1. ASRock DeskMini A300の基本スペックをおさらい
SSDを交換する前に、まずはDeskMini A300の基本仕様を確認しておきましょう。超小型ながら拡張性が高いのが魅力です。
| 項目 | DeskMini A300 の仕様 |
| 対応CPU | Socket AM4 (Picasso, Raven Ridge, Bristol Ridge, TDP 65Wまで) |
| 対応メモリ | DDR4 SO-DIMM ×2 (最大64GB / Ryzen APU: 2933MHz対応) |
| M.2 スロット (裏表2箇所) | M.2_1: Type 2280 PCIe Gen3 x4 M.2_2: Type 2280 PCIe Gen3 x4 (※Athlon 2xxGE搭載時はGen3 x2) |
| SATA ストレージ | 2.5インチ SATA 6Gbps ×2 (RAID 0/1対応) |
| 映像出力 | DisplayPort ×1、HDMI ×1、VGA (D-Sub) ×1 (3画面同時出力対応) |
| 本体サイズ | 155 × 155 × 80 mm (1.92L) |
2. DeskMini A300に最適なNVMe SSDの選び方(注意点)
DeskMini A300のSSDを買い替えるにあたり、絶対に間違えてはいけないポイントが3つあります。購入前に必ずチェックしてください。
- 「NVMe」専用です(SATA M.2は非対応)M.2スロットは「NVMe」規格のSSD専用です。形状が似ている「SATA接続のM.2 SSD」を購入しても認識されないため、必ず「NVMe (PCIe)」と書かれたものを選んでください。
- サイズは「2280」を選ぶM.2 SSDには長さの規格があります。
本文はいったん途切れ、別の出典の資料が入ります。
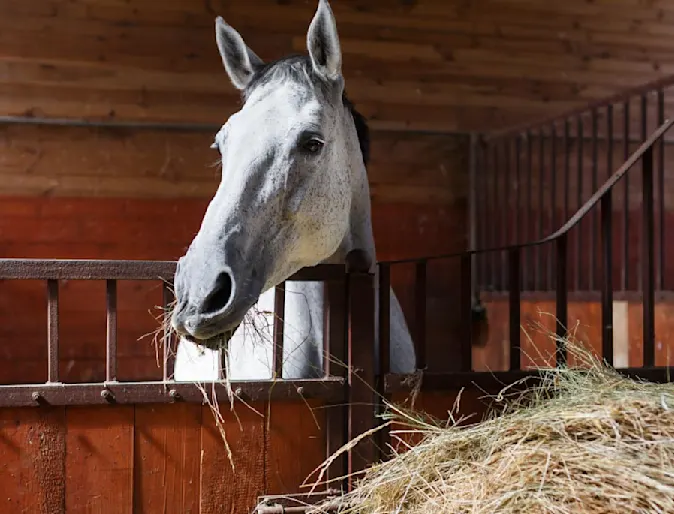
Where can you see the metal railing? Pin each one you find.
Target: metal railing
(532, 177)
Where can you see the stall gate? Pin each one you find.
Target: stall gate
(146, 447)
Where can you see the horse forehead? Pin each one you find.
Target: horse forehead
(284, 104)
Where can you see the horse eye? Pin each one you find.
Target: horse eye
(313, 145)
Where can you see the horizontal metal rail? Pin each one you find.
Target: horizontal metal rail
(34, 395)
(80, 269)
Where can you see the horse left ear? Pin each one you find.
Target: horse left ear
(323, 43)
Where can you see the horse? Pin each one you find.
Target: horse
(294, 193)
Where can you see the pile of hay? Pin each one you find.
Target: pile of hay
(579, 442)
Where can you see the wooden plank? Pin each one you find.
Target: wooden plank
(222, 488)
(294, 430)
(99, 461)
(167, 458)
(32, 469)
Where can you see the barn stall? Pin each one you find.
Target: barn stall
(108, 110)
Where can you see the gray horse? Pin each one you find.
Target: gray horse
(294, 193)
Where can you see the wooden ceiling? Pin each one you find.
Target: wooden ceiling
(431, 65)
DeskMini A300が対応しているのは、最も一般的な長さである 「Type 2280(幅22mm × 長さ80mm)」 です。
- 規格は「PCIe Gen3 x4」で十分(Gen4でもOK)DeskMini A300のM.2スロットの通信速度の上限は「PCIe Gen3 x4」です。最新の「PCIe Gen4」や「Gen5」のSSDも下位互換性があるため物理的には使えますが、速度はGen3の頭打ちになります。そのため、コスパの良い「Gen3」のSSDを選ぶか、価格差がなければ発熱が比較的控えめなGen4のエントリーモデルを選ぶのがおすすめです。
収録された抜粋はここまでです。